Low rise jeans. Lava lamps. Perms.
Some things are meant to be fads. Good thing fads don’t last.
There are some fads that are just as ridiculous as they sound. Like the Air Diet. This fleeting fad involved people “eating” steam off hot meals in lieu of actual food. Or the Cotton Ball Diet, that had people swallowing juice-soaked cotton balls to stay full and curb those hunger pangs.
Thankfully, today’s most popular diet and eating plans are less insane fads and more likely to have longevity beyond the lifespan of a dollar-store battery. Probably because, unlike the above, these plans are geared toward healthy eating and weight loss (versus, you know, starvation and impending death).
But of course, there is always an unknown price tag when you change the way you eat.
The question is: just what is the price tag for adopting a trendy eating plan into your lifestyle?
Years ago, going on a diet often meant joining some sort of membership program that included food delivered to your door.
You want to eat healthy. But you also don’t want to spend hundreds of dollars a month on groceries. The good news is you don’t have to. Whether you want to try intermittent fasting, go vegan, or try a plant-based, paleo or keto diet, there are many ways to keep costs low.
A lot of those popular diets were—and still are—really expensive. For example: a meals-and-snacks program like Jenny Craig can cost you about $25 a day. That’s the equivalent to about $750 a month—and $9,000 a year. For just one person.
Today, it’s more common—and much, much cheaper—to take the DIY route. And thankfully, there’s tons of forums and communities online to use as resources. It basically comes down to three things:
Generally speaking, grocery bills are lower for those who reduce or completely eliminate the amount of meat, fish and animal products they eat. In fact, if you were to eat a healthy plant-based diet versus a meat-eating diet (like keto or paleo), you could save about $750 a year on groceries.
Of course, you may be unable to turn away from anything bacon-wrapped or that drips in its own juices. If this is the case, there are still several cost-cutting measures you can take.
1 - Eat less meat, or no meat at all
Meat prices have soared over the last decade. From 2009 to 2019, frankfurters increased by almost 28%, bacon and breakfast sausage went up by 24.5% … and beef and veal shot up by 42.5%. Basically, the less meat you eat, the more you save.
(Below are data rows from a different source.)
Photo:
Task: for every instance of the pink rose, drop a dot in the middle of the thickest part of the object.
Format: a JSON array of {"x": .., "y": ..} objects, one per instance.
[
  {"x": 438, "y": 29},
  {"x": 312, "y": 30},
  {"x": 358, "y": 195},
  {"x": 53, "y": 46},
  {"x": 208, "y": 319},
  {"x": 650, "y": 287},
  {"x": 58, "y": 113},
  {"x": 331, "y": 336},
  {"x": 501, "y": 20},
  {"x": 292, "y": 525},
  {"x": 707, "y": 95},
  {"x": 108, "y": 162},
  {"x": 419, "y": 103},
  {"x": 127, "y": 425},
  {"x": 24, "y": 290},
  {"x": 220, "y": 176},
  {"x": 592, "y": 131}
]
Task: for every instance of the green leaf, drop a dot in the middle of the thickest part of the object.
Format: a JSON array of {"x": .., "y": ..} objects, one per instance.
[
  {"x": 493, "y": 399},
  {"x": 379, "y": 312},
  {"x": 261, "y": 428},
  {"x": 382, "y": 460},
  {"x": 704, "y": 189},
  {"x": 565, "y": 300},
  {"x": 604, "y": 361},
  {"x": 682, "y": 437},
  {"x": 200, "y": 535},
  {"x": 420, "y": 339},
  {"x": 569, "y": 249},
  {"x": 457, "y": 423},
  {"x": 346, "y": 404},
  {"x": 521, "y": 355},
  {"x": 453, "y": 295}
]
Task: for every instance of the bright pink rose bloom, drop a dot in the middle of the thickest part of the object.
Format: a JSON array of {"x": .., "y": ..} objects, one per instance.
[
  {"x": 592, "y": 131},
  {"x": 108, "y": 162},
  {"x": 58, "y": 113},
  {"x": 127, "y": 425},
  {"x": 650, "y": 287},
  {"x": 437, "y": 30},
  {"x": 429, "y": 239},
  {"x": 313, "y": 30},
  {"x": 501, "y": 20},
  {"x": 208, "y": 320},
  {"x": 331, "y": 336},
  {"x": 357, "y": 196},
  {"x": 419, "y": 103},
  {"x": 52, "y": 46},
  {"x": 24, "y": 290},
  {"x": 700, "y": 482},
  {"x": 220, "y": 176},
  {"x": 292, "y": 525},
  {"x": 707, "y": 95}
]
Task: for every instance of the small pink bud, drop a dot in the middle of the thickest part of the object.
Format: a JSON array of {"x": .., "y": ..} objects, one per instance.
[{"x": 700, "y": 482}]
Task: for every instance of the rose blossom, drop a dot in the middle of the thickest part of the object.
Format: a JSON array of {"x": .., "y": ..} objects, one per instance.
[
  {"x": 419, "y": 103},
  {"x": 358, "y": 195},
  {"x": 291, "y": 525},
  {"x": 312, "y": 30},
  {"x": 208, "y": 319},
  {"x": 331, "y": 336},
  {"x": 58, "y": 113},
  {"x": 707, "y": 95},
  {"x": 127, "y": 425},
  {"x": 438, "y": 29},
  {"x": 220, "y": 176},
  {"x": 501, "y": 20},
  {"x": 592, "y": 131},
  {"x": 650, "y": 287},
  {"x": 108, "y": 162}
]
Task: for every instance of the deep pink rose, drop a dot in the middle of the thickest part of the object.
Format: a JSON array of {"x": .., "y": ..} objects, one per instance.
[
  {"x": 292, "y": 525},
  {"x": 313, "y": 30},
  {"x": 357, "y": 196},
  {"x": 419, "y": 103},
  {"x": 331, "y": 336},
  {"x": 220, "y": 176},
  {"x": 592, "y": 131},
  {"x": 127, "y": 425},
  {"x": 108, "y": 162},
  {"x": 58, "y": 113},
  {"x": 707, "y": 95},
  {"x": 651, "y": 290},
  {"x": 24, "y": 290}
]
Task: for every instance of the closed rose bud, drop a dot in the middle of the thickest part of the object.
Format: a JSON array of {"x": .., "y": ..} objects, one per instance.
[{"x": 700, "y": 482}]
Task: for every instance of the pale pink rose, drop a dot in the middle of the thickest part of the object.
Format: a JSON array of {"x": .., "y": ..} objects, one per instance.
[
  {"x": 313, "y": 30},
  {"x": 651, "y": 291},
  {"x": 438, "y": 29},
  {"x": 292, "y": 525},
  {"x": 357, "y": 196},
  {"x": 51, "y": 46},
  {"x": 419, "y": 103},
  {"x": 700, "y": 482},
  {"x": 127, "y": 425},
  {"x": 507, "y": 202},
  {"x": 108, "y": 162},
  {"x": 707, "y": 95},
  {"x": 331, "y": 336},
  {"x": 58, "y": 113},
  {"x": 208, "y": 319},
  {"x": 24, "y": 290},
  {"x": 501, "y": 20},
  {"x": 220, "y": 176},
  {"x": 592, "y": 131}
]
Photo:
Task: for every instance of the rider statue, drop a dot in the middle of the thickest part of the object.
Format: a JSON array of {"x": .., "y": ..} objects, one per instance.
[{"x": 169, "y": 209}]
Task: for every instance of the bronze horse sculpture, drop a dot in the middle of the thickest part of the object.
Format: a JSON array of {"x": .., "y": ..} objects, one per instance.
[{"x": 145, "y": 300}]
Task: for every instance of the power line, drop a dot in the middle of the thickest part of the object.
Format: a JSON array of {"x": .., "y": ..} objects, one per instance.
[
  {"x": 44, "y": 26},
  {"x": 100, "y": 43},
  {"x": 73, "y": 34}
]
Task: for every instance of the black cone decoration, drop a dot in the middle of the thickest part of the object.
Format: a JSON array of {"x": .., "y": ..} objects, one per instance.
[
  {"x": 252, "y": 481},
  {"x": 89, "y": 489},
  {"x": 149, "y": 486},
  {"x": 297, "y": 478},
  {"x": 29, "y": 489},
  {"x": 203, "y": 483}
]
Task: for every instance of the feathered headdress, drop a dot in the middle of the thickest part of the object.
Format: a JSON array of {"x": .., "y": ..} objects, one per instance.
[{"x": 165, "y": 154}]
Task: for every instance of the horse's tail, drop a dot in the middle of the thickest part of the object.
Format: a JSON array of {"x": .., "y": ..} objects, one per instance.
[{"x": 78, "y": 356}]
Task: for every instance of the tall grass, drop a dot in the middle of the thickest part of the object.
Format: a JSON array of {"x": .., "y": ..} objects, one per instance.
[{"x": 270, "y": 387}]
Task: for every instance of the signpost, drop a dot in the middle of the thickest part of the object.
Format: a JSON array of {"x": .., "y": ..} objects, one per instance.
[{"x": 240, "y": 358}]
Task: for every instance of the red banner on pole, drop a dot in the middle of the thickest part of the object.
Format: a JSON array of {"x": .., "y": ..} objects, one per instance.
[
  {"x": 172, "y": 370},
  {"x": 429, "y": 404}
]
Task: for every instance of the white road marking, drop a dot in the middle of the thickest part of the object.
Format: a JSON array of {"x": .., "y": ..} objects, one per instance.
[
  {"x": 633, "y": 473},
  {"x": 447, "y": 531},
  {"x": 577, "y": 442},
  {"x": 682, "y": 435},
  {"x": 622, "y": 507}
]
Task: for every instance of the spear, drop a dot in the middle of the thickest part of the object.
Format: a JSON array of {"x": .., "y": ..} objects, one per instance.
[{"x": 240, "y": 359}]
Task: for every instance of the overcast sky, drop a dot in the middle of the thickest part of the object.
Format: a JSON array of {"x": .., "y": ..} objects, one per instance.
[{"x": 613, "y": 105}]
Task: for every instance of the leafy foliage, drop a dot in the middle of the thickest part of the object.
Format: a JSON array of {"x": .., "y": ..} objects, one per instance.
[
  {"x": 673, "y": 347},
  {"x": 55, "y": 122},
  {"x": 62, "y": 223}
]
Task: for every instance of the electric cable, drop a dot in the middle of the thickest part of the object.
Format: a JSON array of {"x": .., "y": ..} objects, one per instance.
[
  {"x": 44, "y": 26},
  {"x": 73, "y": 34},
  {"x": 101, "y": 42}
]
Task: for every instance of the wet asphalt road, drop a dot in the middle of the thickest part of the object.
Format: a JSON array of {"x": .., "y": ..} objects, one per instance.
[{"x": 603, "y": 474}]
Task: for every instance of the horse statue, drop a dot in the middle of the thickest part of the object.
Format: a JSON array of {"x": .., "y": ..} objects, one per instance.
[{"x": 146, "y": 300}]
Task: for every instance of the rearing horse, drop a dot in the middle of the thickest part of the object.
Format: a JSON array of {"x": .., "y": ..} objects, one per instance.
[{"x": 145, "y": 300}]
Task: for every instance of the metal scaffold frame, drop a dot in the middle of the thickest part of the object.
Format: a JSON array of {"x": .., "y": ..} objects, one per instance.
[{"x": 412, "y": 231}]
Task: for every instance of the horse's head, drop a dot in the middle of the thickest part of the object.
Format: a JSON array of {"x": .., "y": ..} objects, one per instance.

2 - If you MUST have meat, look for sales
Meat prices vary by where you live, where you shop, the type of meat (pasture-raised, organic etc.), and the cut. If tenderloin or ribeye steak are your thing, only buy them when they’re on sale. You can also buy a slow cooker for lower quality and cheaper cuts, which will make the meat less tough and chewy.
3 - Pick whole foods over processed foods
Whole foods prices are generally lower priced than processed foods. So say bye to pricey processed foods—and hello to foods as close to their natural form as possible.
4 - Avoid pre-cut foods
Pre-cut veggies, cheese, salads and meat chunks are super convenient—but they’re also more expensive. Save a few dollars by doing the cutting, shredding and prep work yourself.
5 - Limit diet-specific food purchases
There are tons of fancy (and high-priced) packaged foods advertised as diet-specific, like keto bars, vegan cheeses and paleo breads. Limit those purchases, or stay away altogether—instead, find recipes to make these types of foods using whole ingredients.
6 - Look for no-name / store brands
Generally speaking, store brand grocery products cost about 25% less than national brands. When there’s a no-name option, go for that one.
7 - Buy seasonal
Build your grocery list and recipes around fruits and veggies that are grown at a certain time of year. They will be the most affordable within that season. For example, cherries are generally cheapest in the summer versus other times of the year.
8 - Shop in bulk
Meat, oil, legumes, you name it: no matter what diet you choose, you can find just about anything in bulk. It can be a bit of an upfront expense, but buying in bulk is cheaper per unit.
Whether you’re an unashamedly ravenous meat eater like Guy (Fieri) or a proud plant devotee like Gwyneth (Paltrow), there’s a diet and/or weight loss plan out there for everyone.
And you don’t have to break the bank to support your new lifestyle.
It may take a bit of time before your new grocery shopping habits become the norm. That’s okay. Keep track of your expenses, find cheaper alternatives if possible, and just. Keep. Going. You can do this! And your body will thank you for it.